District 2 Commissioner Chris Gaines made a motion during the Feb. 21 voting meeting to reduce the fees to 25 percent and re-evaluate the fees every six months.

District 1 Commissioner Sharon Fausett asked if Gaines would entertain only reducing the fees to 50 percent.

“I would say that the 25 percent is a good threshold for us to start with, and if we see that it hasn’t made an impact like the adverse impact that it’s made now at 100 percent, then we can look at increasing it at a future date,” Gaines said.

Fausett said that Bill Ross, whose firm had created the impact fee study and calculated the maximum amount the county could charge, had said impact fees don’t slow growth.

“He’s an expert, and he’s done this for years and years and years, so if he made that statement, I wonder why it's slowing growth here, and it's not slowing it in other places,” Fausett said. “We’re in kind of a boom now and I’d like to take advantage of that. Another thing that bothers me is that we as a board, we said we would seek alternate ways of revenue...if we said we were going to do it, I want to do it.”

Gaines said the county needs to be competitive with its neighbors to be able to attract the kinds of businesses and jobs the board has said they want to attract, and that with a new hospital being constructed up Ga. 400 in Lumpkin County, the absence of impact fees in Lumpkin could make the difference in whether or not Dawson attracts high-paying medical jobs.

He also said the county would lose out on revenue down the road if businesses are deterred from coming in due to the fees.

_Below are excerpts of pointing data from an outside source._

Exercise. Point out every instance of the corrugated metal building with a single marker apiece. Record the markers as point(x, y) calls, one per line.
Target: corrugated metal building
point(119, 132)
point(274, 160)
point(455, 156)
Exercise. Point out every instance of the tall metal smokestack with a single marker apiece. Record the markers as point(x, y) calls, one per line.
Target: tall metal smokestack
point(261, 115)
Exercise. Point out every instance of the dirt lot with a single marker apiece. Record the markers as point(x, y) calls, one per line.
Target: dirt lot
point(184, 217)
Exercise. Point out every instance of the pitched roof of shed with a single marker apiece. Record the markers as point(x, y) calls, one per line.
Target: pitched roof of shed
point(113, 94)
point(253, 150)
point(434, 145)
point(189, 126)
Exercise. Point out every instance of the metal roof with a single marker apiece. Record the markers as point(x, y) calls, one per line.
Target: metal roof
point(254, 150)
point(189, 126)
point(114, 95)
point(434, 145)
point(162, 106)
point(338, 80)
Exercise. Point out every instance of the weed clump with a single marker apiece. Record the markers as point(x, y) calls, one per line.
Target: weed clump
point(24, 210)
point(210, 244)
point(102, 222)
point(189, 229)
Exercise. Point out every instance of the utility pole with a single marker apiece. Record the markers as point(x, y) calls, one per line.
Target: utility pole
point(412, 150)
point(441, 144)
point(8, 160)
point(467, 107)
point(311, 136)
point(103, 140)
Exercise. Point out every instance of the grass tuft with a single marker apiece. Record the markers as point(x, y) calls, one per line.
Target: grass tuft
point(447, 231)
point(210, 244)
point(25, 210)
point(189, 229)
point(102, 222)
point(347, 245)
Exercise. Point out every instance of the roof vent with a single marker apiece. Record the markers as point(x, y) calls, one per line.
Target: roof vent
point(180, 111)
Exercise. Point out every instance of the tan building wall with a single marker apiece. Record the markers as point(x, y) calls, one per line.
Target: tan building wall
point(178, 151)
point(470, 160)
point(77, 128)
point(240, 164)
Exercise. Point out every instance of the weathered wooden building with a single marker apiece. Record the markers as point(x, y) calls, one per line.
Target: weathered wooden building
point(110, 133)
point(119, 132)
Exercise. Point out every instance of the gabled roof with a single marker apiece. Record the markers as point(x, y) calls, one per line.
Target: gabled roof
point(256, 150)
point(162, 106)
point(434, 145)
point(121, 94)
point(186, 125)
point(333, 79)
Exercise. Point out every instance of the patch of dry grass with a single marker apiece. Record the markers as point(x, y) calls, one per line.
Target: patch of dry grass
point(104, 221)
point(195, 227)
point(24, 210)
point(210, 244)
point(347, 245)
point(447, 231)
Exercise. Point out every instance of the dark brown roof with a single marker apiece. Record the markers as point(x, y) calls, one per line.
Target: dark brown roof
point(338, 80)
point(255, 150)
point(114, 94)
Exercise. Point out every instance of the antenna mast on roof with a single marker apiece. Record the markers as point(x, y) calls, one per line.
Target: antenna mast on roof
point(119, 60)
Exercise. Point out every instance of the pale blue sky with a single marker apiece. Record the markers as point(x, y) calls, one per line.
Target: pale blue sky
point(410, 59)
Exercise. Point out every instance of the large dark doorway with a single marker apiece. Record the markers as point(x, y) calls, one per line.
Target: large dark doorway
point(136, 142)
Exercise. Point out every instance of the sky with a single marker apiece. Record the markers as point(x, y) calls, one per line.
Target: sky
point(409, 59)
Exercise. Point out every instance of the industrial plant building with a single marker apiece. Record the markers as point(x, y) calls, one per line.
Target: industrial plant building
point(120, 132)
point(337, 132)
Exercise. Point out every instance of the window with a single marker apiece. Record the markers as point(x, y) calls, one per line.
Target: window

“I’m not asking to get rid of them completely because I agree with you, new infrastructure is needed, that’s why I’m really fine with leaving residential as high as we can because residential does make a bigger impact than the commercial; the commercial does generate revenue downstream,” Gaines said.

District 4 Commissioner Julie Hughes Nix said that the main complaint she gets is about infrastructure, particularly traffic, and that the board should focus on improving the roads before lowering the fees.

Chairman Billy Thurmond said that the sales tax money generated by businesses has allowed the county to maintain the same millage rate for the past 14 years.

“For us to do the same things that we’re doing today, if we didn’t have Local Option Sales Tax in our general fund, we would have to have 4.86 mils from the property tax payer," he said. "Businesses coming to his community continue to increase that sales tax.”

The board voted 3-2 with Nix and Fausett opposed to reducing the fees, and Thurmond having to break the tie. 

Public hearings will be held at 6 p.m. March 7 and March 21 before the amendment to the impact fee ordinance can go into effect.

The meetings are held in the second floor assembly room of the Dawson County Government Center in Dawsonville.